I consult, write, and speak on running better technology businesses (tech firms and IT captives) and the things that make it possible: good governance behaviors (activist investing in IT), what matters most (results, not effort), how we organize (restructure from the technologically abstract to the business concrete), how we execute and manage (replacing industrial with professional), how we plan (debunking the myth of control), and how we pay the bills (capital-intensive financing and budgeting in an agile world). I am increasingly interested in robustness over optimization.

I work for ThoughtWorks, the global leader in software delivery and consulting.

Sunday, September 30, 2012

The Quality Call Option

On time. On scope. On budget. The holy grail of industrial, cost-center IT. Plan your work and work your plan. Be predictable.

As a set of goals for software development, this troika is incomplete because it neglects quality. That is a costly omission. Poor quality will ultimately steamroll the other three project variables: we'll be late, we'll remove features, and we'll spend a lot more money than we want to when we are forced to chase quality. We assume quality at our own risk.

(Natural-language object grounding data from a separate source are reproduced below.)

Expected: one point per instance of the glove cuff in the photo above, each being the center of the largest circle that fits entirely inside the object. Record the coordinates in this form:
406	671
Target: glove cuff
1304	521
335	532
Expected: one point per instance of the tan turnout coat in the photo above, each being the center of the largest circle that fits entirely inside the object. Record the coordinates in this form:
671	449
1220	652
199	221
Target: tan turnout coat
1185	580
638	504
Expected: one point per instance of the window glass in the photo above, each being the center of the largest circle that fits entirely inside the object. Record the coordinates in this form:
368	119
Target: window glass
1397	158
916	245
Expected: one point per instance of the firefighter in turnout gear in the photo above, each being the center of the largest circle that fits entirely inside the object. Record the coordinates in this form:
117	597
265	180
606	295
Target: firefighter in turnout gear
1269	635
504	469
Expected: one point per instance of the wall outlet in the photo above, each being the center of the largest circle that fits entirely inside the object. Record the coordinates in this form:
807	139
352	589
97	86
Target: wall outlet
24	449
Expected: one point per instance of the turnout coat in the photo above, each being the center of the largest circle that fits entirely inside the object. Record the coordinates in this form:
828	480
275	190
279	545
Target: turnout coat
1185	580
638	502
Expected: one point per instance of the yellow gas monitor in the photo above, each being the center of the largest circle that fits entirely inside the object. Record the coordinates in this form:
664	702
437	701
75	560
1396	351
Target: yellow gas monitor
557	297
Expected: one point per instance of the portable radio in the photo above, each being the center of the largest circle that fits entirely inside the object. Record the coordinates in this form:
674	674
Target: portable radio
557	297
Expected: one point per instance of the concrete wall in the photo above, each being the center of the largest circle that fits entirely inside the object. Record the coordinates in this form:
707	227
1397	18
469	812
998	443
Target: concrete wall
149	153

Why do so many otherwise smart people take quality for granted? Mainly because they can't see how easily quality is compromised in development. It's easy to assume that requirements and specifications are sufficiently thorough, the developer just needs to work to the spec. It's easy to assume that we're hiring competent developers who write high quality code, and most buyers don't know what to look for or how to look for technical quality. It's easy to assume our Quality Assurance phase will guarantee solution quality by inspecting it in, instead of agonizing over how to build it in through every action we take in development.

And we tend not to realize that quality is in the eye of the beholder. When we have long feedback cycles - when it could be days, weeks or even months before one person's work is validated by another - the person responsible for creation is de facto the person responsible for validation. When "on time / on budget / on scope" is the order of the day, nobody is going to cast a critical eye over their own work.

It takes a while before we find out that one person's "done" is another person's "work-in-progress". The moment when a quality problem makes itself known is the moment when our implicit assumptions about quality start to become expensive.

There are a few simple things managers can do to give quality the same prominence as time, cost and scope. The first is to reduce the number of hand-offs in the team, and to strengthen those hand-offs.

Every hand-off injects incremental risk of misunderstanding. The greater the number of hand-offs, the greater the risk that we will have integration problems or understand the problem differently or solve the wrong problem. Development teams have a lot of specialists, both role (business analyst, developer, user experience designer, quality assurance analyst) and technical (mobile client developer, server-side Java developer, web client developer, etc.) Our ideal team is staffed by generalists who can each create a whole business solution. If we don't have people with generalist skills today, we must invest in developing those capabilities. There's no way around this. And there's no reason to accept technical specialization: we don't need to have mobile client developers as well as services developers and database developers. We can invest in people to become mobile solution developers who can write client and server code. Generalization versus specialization is our choice to make.

It takes time to professionalize a development team that has too many industrial characteristics. Until we've got a team of generalists, we have to make do with our specialists. As long as we do, we have to improve the fidelity of our hand-offs.

Rather than performing technical tasks in isolation, we can have specialists collaborate on delivering functional requirements. Have developers - even if they are fluent in different technologies - actively work together on completing an entire functional solution. That's easy to write but difficult to do. We must expect that we'll need to facilitate that collaborative behavior, particularly in the early going: collaborating on delivery of a functional solution is not natural behavior for people accustomed to going flat out to complete code by themselves.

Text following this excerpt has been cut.